Wenn viele Menschen zusammenkommen, wird es meist lauter – also muss der Einzelne auch lauter sprechen. Laut Forschern aus den USA und München gibt es Hinweise darauf, dass die Aussprache dadurch feuchter wird und die Infektionsgefahr steigt. Könnten diese Demonstrationen zu neuen Infektions-Hotspots werden?
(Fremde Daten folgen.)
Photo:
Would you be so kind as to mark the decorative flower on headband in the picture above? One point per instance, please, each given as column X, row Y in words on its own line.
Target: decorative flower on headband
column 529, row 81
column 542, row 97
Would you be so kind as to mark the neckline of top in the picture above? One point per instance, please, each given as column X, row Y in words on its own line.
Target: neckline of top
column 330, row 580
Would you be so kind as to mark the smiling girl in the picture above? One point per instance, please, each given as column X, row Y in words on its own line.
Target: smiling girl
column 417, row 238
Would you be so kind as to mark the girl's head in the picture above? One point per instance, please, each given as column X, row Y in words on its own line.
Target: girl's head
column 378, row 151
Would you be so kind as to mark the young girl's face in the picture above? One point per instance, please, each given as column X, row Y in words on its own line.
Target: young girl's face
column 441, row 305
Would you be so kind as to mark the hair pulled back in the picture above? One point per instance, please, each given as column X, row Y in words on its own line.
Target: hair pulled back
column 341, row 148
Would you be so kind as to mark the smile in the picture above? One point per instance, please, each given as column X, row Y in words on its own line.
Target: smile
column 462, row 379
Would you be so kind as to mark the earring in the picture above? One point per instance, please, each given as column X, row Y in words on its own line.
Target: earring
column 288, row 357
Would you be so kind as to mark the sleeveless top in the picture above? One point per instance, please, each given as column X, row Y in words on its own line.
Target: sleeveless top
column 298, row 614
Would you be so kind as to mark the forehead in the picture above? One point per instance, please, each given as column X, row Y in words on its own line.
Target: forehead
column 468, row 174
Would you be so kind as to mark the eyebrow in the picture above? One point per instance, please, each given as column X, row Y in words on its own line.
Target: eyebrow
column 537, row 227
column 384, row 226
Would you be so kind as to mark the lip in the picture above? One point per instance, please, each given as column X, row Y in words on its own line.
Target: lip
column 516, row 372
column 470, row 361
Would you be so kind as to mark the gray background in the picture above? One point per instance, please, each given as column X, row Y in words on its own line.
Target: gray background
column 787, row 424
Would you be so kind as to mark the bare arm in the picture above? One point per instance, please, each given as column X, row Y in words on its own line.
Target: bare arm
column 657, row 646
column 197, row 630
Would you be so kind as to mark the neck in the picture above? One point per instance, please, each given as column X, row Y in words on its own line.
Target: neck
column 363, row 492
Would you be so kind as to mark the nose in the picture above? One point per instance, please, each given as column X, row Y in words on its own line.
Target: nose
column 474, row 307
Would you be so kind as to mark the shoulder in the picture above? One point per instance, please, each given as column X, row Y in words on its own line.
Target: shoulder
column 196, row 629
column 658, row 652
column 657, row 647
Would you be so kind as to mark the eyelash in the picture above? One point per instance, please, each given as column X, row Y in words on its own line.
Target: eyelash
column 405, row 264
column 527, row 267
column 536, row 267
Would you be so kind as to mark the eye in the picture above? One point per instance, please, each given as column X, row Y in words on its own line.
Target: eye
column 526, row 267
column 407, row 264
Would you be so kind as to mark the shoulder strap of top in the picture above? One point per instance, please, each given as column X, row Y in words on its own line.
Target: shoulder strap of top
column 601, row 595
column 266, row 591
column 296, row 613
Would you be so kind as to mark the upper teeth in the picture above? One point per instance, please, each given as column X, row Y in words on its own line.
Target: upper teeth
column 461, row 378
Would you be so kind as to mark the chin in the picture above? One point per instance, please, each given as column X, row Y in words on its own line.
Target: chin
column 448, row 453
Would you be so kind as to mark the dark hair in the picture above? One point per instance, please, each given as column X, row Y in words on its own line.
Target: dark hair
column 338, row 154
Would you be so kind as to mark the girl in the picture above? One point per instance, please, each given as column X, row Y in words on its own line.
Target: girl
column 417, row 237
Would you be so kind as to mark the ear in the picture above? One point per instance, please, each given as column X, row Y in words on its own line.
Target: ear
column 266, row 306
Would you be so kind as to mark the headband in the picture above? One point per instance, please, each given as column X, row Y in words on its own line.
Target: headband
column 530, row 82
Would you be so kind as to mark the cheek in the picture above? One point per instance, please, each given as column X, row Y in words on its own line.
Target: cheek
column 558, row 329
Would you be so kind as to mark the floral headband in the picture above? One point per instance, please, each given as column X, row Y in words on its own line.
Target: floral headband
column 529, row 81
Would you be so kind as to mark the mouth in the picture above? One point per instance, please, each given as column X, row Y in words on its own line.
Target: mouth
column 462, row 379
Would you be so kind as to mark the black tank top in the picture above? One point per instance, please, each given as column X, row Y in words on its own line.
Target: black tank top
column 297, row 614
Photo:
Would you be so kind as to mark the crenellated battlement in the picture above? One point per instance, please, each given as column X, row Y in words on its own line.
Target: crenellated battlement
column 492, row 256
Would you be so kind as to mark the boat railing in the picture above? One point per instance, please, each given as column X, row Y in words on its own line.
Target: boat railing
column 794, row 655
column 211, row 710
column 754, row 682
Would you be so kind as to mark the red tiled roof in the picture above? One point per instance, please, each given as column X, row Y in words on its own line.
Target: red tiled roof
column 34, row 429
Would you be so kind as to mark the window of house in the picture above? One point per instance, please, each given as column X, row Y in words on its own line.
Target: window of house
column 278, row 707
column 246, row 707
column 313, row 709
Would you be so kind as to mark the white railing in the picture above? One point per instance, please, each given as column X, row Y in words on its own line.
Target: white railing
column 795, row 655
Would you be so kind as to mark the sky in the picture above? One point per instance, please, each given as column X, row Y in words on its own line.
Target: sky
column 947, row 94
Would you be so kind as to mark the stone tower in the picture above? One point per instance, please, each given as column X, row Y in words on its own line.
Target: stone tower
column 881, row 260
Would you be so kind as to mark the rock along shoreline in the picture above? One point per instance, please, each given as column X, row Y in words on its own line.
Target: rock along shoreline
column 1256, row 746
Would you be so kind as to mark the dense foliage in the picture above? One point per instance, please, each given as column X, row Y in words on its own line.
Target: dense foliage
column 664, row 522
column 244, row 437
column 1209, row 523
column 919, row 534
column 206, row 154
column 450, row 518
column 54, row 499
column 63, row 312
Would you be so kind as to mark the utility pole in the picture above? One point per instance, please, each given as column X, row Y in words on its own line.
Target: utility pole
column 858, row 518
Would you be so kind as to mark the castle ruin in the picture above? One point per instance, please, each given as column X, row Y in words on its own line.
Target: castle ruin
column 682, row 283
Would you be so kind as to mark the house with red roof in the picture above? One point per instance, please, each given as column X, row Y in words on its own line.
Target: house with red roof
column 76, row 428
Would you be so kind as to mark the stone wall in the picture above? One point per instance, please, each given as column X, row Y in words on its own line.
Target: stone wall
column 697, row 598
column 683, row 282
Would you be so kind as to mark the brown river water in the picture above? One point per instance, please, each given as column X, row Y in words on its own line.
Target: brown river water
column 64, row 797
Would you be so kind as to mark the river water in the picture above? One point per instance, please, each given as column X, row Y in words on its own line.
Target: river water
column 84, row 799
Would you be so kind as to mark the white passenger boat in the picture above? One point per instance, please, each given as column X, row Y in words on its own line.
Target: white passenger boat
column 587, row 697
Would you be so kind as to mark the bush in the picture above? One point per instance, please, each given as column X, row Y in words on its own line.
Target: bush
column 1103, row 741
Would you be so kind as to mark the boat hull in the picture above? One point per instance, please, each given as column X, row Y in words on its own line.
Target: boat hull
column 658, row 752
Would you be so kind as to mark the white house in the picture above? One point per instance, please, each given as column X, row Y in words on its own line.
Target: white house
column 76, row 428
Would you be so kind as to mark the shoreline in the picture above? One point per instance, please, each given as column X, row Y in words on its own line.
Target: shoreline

Ja, beim lauten Sprechen und Singen nimmt, wie beim Husten, die „feuchte Aussprache“zu, und natürlich kann das in dichten Menschenansammlungen vermehrt zu Infektionen führen. Das dies gut funktioniert, ist ja unter anderem in Skikneipen und bei Karnevalsveranstaltungen gezeigt worden. Allerdings sind im Freien die Voraussetzungen für effektive SarsCoV-2-Ausbreitung wahrscheinlich weniger günstig als in geschlossenen Räumen.